Getting back to the exhibitionists… You didn’t think I had forgotten about that, did you? We had learned where to draw better lines for what a national audience would accept. This didn’t necessarily mean we toned down so much as we learned to tastefully tease the spectator. Plus, if you wanted to see the full coverage you could always buy the “Too Hot” video for an additional $39.95, yet another lesson we had learned – how to make more money. Casting found these people in the nightclubs, on the streets and through acting agencies. These were real people living real lives, some with a real desire to be seen and heard, and we provided that stage for them. Did we ever lie? No. Everything you saw happened on its own. Did we heighten the drama? Would you rather watch the other seven hours and fifty-four minutes of small talk, sitting around and awkward interaction, or the six minutes of good stuff? Yah, we picked the best six minutes to show you.
So, if I had to summarize my three-year rollercoaster ride with Blind Date what would I say?
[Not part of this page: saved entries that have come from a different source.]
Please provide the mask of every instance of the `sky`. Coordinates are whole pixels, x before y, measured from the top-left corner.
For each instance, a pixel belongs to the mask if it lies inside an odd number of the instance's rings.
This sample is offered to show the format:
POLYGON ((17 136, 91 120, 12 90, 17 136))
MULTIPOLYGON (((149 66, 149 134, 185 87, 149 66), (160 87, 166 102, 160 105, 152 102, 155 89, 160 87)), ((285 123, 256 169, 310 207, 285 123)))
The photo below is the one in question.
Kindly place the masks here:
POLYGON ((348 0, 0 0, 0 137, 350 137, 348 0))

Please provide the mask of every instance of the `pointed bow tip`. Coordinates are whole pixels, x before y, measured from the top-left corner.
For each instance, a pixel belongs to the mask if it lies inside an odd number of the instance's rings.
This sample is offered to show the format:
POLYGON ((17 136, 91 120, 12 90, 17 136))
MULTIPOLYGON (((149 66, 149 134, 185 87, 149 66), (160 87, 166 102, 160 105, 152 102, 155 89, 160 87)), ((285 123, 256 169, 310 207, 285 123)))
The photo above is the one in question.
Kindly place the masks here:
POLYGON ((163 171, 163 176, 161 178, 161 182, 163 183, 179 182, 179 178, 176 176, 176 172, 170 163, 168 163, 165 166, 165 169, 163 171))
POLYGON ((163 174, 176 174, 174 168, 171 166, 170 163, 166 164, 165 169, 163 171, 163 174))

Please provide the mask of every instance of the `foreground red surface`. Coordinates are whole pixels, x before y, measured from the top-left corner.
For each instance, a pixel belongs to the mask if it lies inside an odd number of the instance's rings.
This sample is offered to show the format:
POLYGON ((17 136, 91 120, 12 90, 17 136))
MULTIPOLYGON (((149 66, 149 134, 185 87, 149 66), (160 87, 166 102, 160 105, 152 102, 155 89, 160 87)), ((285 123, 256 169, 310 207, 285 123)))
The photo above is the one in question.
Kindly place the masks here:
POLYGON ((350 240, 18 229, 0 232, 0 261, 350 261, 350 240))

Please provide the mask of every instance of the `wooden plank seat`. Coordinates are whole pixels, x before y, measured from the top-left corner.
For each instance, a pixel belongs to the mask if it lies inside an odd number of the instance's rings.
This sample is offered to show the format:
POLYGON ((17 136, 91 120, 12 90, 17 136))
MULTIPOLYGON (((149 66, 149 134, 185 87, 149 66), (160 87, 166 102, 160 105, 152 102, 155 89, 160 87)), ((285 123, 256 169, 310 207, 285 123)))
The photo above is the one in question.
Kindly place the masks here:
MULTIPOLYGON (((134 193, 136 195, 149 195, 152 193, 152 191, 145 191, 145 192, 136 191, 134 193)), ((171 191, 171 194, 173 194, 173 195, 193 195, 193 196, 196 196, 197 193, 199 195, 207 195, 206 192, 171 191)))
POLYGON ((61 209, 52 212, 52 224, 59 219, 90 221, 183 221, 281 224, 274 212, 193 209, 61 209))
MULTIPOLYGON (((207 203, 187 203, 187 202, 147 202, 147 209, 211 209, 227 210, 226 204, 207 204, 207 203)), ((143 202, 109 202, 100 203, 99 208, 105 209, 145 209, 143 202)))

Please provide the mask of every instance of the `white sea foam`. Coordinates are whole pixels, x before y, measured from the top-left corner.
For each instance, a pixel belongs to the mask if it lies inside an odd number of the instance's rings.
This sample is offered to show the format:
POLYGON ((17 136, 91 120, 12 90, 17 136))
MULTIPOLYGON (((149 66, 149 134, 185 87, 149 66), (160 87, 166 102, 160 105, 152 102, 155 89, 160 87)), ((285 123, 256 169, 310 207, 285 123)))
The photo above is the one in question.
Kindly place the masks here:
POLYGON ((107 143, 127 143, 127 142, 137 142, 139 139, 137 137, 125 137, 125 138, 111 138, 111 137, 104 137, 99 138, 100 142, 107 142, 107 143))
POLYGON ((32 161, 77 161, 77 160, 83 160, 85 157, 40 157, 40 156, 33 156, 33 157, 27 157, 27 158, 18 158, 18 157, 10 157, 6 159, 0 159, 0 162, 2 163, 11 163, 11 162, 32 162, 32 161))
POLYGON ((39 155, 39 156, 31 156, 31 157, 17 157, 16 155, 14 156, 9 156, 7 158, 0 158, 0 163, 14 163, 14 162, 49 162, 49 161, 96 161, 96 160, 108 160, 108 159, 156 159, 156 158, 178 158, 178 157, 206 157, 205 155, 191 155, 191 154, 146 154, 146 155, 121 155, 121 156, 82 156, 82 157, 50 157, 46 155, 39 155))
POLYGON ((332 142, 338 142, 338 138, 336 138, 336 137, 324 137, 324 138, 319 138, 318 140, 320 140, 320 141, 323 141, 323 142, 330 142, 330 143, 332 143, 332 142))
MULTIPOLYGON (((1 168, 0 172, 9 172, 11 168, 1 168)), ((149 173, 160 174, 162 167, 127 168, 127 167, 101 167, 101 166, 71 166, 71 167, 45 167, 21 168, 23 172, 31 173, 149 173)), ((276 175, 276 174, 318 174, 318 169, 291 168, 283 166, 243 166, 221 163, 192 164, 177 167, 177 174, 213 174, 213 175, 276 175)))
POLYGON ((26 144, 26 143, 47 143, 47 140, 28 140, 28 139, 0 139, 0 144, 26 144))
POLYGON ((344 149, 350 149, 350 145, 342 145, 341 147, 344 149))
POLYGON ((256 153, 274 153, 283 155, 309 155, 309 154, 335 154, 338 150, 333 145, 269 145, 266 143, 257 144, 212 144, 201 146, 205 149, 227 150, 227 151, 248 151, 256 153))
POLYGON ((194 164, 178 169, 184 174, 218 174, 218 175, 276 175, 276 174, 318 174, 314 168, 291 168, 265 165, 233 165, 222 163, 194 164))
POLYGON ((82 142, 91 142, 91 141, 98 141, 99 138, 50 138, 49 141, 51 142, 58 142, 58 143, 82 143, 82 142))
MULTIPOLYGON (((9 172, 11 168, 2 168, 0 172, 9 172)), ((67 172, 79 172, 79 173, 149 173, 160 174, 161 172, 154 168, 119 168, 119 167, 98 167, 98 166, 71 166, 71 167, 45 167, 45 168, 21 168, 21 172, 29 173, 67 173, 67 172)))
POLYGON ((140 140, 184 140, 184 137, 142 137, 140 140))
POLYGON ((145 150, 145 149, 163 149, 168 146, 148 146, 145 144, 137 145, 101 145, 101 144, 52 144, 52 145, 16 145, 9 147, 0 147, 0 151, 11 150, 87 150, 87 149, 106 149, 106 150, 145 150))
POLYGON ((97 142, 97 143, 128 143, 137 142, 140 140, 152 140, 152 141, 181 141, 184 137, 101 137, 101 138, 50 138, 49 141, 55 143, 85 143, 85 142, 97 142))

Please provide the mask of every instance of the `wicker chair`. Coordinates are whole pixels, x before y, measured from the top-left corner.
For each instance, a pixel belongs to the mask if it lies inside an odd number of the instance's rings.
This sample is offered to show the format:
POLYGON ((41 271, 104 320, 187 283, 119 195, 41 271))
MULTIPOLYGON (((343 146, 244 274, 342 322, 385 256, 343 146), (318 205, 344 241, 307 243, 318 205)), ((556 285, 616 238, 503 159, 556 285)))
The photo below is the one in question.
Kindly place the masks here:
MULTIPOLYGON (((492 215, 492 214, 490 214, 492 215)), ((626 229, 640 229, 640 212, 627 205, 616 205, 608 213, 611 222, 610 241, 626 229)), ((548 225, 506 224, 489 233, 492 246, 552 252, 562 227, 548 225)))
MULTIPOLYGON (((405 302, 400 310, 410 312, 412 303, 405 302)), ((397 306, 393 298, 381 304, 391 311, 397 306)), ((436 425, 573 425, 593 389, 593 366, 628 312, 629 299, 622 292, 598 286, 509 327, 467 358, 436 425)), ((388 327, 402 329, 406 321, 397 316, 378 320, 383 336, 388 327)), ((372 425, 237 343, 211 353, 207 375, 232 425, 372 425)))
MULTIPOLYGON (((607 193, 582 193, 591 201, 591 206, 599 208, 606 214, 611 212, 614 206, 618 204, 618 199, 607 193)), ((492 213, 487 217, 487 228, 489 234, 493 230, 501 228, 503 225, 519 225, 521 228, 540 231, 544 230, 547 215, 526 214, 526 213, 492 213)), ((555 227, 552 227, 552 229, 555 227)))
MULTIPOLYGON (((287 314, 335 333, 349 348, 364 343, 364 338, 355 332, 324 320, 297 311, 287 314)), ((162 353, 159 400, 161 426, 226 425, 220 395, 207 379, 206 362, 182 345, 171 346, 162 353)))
• Work to perfect, and then respect, the workflow. Organization is key to making good product.
• Be part of a team, not a diva. Assuming that your creativity is what carries the show is not only short-sighted, it’s counter-productive. The sum is greater than the individual parts, so make your contribution and control your ego. Plus, it’s more enjoyable to celebrate as a group than it is to sit at home and bask in your own self-importance.
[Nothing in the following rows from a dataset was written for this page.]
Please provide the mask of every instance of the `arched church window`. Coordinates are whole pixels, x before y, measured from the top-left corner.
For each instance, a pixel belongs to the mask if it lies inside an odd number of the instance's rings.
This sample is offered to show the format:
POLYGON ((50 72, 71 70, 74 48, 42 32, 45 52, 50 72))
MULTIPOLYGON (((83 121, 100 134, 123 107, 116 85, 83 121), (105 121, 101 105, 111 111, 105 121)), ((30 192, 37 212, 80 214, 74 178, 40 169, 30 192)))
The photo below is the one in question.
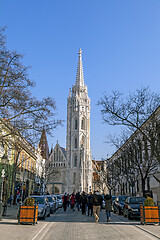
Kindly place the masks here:
POLYGON ((78 124, 77 124, 78 122, 77 122, 77 119, 75 119, 75 130, 77 130, 78 129, 78 124))
POLYGON ((54 161, 56 161, 56 152, 54 151, 54 161))
POLYGON ((77 137, 74 139, 74 147, 77 148, 77 137))
POLYGON ((74 155, 74 167, 77 167, 77 155, 74 155))
POLYGON ((81 129, 85 130, 85 119, 82 118, 81 120, 81 129))
POLYGON ((73 184, 75 184, 76 183, 76 173, 74 172, 73 173, 73 184))

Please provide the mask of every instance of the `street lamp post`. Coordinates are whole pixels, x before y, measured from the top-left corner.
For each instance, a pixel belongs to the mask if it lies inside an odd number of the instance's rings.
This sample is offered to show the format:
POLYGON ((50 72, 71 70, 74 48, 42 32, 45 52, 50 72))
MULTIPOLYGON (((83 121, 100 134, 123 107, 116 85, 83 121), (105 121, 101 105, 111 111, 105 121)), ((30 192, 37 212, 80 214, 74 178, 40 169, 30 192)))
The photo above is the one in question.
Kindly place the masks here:
MULTIPOLYGON (((4 209, 3 209, 3 214, 2 214, 2 198, 3 198, 3 185, 4 185, 4 178, 6 177, 5 176, 5 169, 4 167, 6 165, 8 165, 9 163, 9 160, 8 160, 8 157, 7 157, 7 154, 4 153, 4 155, 1 157, 1 164, 3 166, 3 170, 2 170, 2 173, 1 173, 1 193, 0 193, 0 220, 2 220, 2 215, 4 216, 6 214, 6 210, 7 210, 7 203, 6 201, 4 202, 4 209)), ((8 171, 7 171, 8 172, 8 171)), ((6 191, 7 193, 7 191, 6 191)))
POLYGON ((5 177, 5 170, 2 170, 1 174, 1 194, 0 194, 0 221, 2 221, 2 198, 3 198, 3 182, 5 177))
• Learn to find the gold in simple stories. I wouldn’t call Blind Date a philosophical cornerstone in the evolution of humanity, but it struck a chord in most people’s lives. Simple, universal hopes and fears go a long way.
• You don’t gain more responsibility because you want it. You advance in your career by working hard at all levels.
Don’t treat your job like a stepping-stone. Focus on doing the best you can, and opportunity will find you.
Daniel Gaucher is an Assistant Professor of Visual and Media Arts at Emerson College. He established himself in the production world as one of the original editors for the hit series, Blind Date. Since then, he’s crafted a series of successes including 5th Wheel, Queer Eye for the Straight Guy, and Extreme Engineering. His work has aired worldwide on NBC, MTV, Bravo, A&E, UPN, Spike, VH-1, TLC, Discovery, PBS and the National Geographic Channel.